Marc Bianchi: Okay. Thanks. And maybe Paul just if you could is the finance lease number in the first quarter of 37 a good number to assume for the remainder of the year or any guidance on what we should assume for the year there?
Paul Dimarco: Yes, that’s a reasonable number. I think we’ve said before about $150 million is the expectation on the finance leases for the full year.
Marc Bianchi: Super. Thank you so much. I’ll turn it back.
Paul Dimarco: Thanks.
Operator: Next question will come from Avi Jaroslawicz with UBS. Please go ahead.
Avi Jaroslawicz: Hey, good morning, everyone. Avi on for Steve Fisher. Just when we – good morning, so when we think of the near-term potential for Power Delivery, you got the margins going to double-digit to low teens. Just how much of that margin expansion would be from absorption at higher revenue levels versus some of the project mix you were talking about versus other operational improvements?
Jose Mas: Well I think it’s all of it. When we – one of the points that we talked about earlier was margin dispersion, especially amongst that business because we’ve made a lot of acquisitions, right? I think it’s much tighter than it’s ever been since we’ve acquired those businesses. But – and I think it’s different, right? We don’t necessarily operate as different units. We’ve tried to create geographical clusters where we can operate under one entity. But we still see a wide range of margins. And while that may not seem overly positive at first, we think that that actually shows the opportunities for improvement in the business. So while margins aren’t as dispersed, they still run anywhere on the low end from six to 12.
And what that tells us is there’s tremendous opportunities to continue to fix a number of those areas that need improvement. So I do think a portion of that comes from improvements in underperforming markets to this day. Again, although, we’re really satisfied with the progress that we’ve made. And I think that’s only added by the change of project mix and the ability to grow revenues and absorb some of your fixed costs faster. So I think it’s a combination of all. I don’t think we only need to rely on new projects for margin expansion. I think there’s margin expansion available to us both within our base business and then obviously with some of the newer opportunities.
Avi Jaroslawicz: Okay. Appreciate that. And then in terms of the near-term potential for the Oil and Gas segment, so you mentioned some of the fuels and carbon capture opportunities as being catalysts. So wondering if you could talk about what you’re seeing in that part of the market? What would the scale of some of the projects that you’re maybe starting to see the time line, who’s developing these projects? Just any kind of color you might have.
Jose Mas: Well, I think there’s a lot of activity on multiple fronts. I still think we’re hopeful, that we start seeing those projects in 2024 and activity starts in 2024. We’ve been in very prolonged discussions with a number of players. We’re — one of our hesitations and talking about it a lot more publicly is just, having strong assurances of when those projects will start. But I think over the coming quarters you’re going to hear us talk a lot more about that.

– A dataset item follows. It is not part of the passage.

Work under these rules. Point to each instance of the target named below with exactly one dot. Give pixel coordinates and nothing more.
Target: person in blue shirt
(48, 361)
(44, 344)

Avi Jaroslawicz: Understood. Thank you.
Jose Mas: Thanks.
Operator: Our last question will come from Sean Eastman with KeyBanc. Please go ahead.

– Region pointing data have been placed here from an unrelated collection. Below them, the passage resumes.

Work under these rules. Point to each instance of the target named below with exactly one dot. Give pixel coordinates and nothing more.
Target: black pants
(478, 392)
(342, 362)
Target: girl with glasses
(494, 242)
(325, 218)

Sean Eastman: Hi guys. Thanks for fitting me in here. I just wanted to come back to the Communications outlook. Maybe just through the lens of the bridge to the $4 billion kind of near-term potential, just so I understand it is the message that it’s really largely the rural broadband opportunity that bridges us to that number, or help me understand exactly what you guys are trying to communicate there?